During the majority of his tenure at WTVJ, Renick reported directly to Mitchell Wolfson. He was, in fact, believed to be the only news director in local American television news to report direct to a station owner rather than a station's general manager. As a result, Renick had unprecedented authority before Wolfson's death.

After the acquisition, KKR began to structure WTVJ's newsroom differently in the more traditional way of the 1980s with multiple persons in management, and slowly stripped Renick of that authority, making it uncomfortable for him to continue within his unique role as the station's top anchor, editorialist, news director,and Vice President for News.
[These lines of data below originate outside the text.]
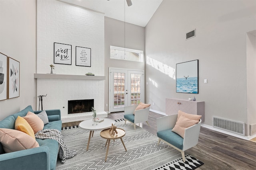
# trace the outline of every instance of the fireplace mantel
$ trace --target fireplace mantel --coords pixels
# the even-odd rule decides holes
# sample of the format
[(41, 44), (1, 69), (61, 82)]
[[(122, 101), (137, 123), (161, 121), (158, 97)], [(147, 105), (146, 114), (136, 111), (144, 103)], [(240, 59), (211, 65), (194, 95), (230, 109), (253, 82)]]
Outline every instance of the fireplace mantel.
[(34, 78), (55, 79), (78, 79), (105, 80), (105, 76), (86, 76), (86, 75), (58, 74), (34, 74)]

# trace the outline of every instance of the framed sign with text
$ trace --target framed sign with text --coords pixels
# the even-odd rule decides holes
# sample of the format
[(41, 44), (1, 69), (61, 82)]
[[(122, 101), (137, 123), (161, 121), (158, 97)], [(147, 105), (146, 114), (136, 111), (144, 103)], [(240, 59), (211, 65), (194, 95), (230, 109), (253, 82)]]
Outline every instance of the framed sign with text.
[(76, 46), (76, 65), (91, 66), (91, 49)]
[(54, 63), (71, 65), (71, 45), (54, 43)]

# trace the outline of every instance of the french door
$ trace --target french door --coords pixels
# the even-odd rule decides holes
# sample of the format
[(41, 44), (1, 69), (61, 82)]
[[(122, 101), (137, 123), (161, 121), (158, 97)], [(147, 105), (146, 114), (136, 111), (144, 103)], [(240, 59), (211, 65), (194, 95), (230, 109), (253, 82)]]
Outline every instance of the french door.
[(109, 112), (144, 102), (144, 71), (109, 68)]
As a result, Renick made the preemtive decision to resign on his terms rather than be forced out by KKR.

In March 1985, Renick appeared for the last time on WTVJ, telling his audience "It is my decision, effective tonight, to step down as vice president and news director of WTVJ, and also relinquish my duties as newscaster/editorialist on this program." At the time, he did not announce what his plans were. He simply told viewers "I thank you for being the most supportive TV news audience anyone could ever hope to have." He ended his run on the station with his traditional sign-off, "Good night and may the good news be yours," but then added these three words: "... and hopefully mine."

Within six weeks, Renick announced he would be a candidate in the 1986 race for Governor as a Democrat. He spent $100,000 of his own money on his failed gubernatorial bid before quitting the race after six months.

In 1988, Renick returned to the air once again, after signing a multi-year contract with WCIX Channel 6 (now WFOR) to do a nightly commentary called "The Ralph Renick Report." As his health began to fail, Renick officially retired in September 1990.